Invece è vero che nell’attuale assetto esistono enormi concentrazioni di PI nelle mani di pochi e che questi sono dotati degli strumenti per valorizzarla economicamente, mentre i molti che ne hanno non riescono a valorizzarla, ed infine i moltissimi che potrebbero crearne non lo fanno perché sanno che non riusciranno a farne niente. Quindi, più che marginalizzare la PI, dato che c’è e, finché ci sarà, penso sia opportuno per l’Italia trovare, come recita l’obiettivo del gruppo dmin.it , “aree di interventi che le consentano di acquisire un ruolo primario nello sfruttamento del fenomeno globale digital media”, questi ultimi essendo uno dei casi più rilevanti di PI.

È possibile che esistano altri modi per organizzare la società che non prevedano un ruolo per la PI e mi aspetto che studiosi e ricercatori ci portino idee praticamente applicabili. Ma è una battaglia diversa e intanto la campana che sta suonando oggi ci dice che l’Italia sta sempre più scivolando in basso nella graduatoria dei paesi che hanno qualcosa da dire a da fare al mondo.

Rossato sembra poi pensare che il Digital Rights Management (DRM) sia male. Dipende, ma fino a prova contraria la parola “management” significa gestione e non protezione come molti ritengono (può esistere DRM senza protezione; le misure di protezione specificamente si chiamano TPM). Quindi un sistema di distribuzione basato su licenze Creative Commons espresse in RDF mediante le quali un autore può facilmente gestire la distribuzione delle sue opere senza avere necessariamente bisogno dei servizi di Nielsen Media è un DRM. Vogliamo bandirlo? Io non penso che questo sarebbe una buona idea.

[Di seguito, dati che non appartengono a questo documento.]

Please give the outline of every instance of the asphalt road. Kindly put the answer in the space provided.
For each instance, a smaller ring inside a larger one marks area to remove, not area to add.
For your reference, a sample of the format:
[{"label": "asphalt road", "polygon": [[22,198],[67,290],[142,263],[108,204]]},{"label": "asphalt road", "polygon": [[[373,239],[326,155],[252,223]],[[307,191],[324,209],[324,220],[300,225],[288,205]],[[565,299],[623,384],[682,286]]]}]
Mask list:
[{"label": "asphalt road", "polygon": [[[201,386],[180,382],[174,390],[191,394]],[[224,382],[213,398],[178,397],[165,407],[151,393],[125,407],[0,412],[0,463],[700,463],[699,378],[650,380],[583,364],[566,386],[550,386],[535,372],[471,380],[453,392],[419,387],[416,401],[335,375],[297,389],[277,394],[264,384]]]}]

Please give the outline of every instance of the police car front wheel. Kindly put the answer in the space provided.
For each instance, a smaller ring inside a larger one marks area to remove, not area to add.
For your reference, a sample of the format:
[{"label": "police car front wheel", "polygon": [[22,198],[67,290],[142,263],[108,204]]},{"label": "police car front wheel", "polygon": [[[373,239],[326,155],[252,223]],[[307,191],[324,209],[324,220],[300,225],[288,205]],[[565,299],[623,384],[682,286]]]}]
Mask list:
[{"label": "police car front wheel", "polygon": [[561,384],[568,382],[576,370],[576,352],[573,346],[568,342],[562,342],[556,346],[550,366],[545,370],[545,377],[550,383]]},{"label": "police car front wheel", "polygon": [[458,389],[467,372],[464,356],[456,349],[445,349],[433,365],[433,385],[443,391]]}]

Se invece si vuole includere nel DRM anche la protezione dei contenuti (le TPM), come sembra intendere in modo univoco Rossato con l’acronimo DRM usato in modo estensivo, sono assolutamente d’accordo che l’uso che si fa di questa tecnologia da parte di alcuni è odioso a molti.
Questo però, più che delle tecnologie TPM, è colpa dell’impianto legislativo in vigore che in Italia va sotto il nome di Legge sul diritto d’autore, incluse alcune recenti aggiunte. Se c’è un male (ed anch’io penso che ci sia) è il male che va curato, come la medicina insegna, non i sintomi.

Rossato sembra anche pensare che il Trusted Computing (TC) sia male. Forse, ma nel mondo reale, la maggior parte dei laptop arrivano oggi con il Trusted Platform Module (TPM) del TC montato dalla fabbrica. Che facciamo? Scriviamo una lettera ad Intel chiedendo loro di non mettere più il TPM nelle sue CPU? Scriviamo una lettera al Trusted Computing Group chiedendo di desistere? Altri l’hanno fatto e sappiamo i risultati.

Il vero problema dell’articolo sta però nel fatto che il suo autore o non conosce, o non ha letto, o non ha capito o ha distorto quello che ha letto e/o capito.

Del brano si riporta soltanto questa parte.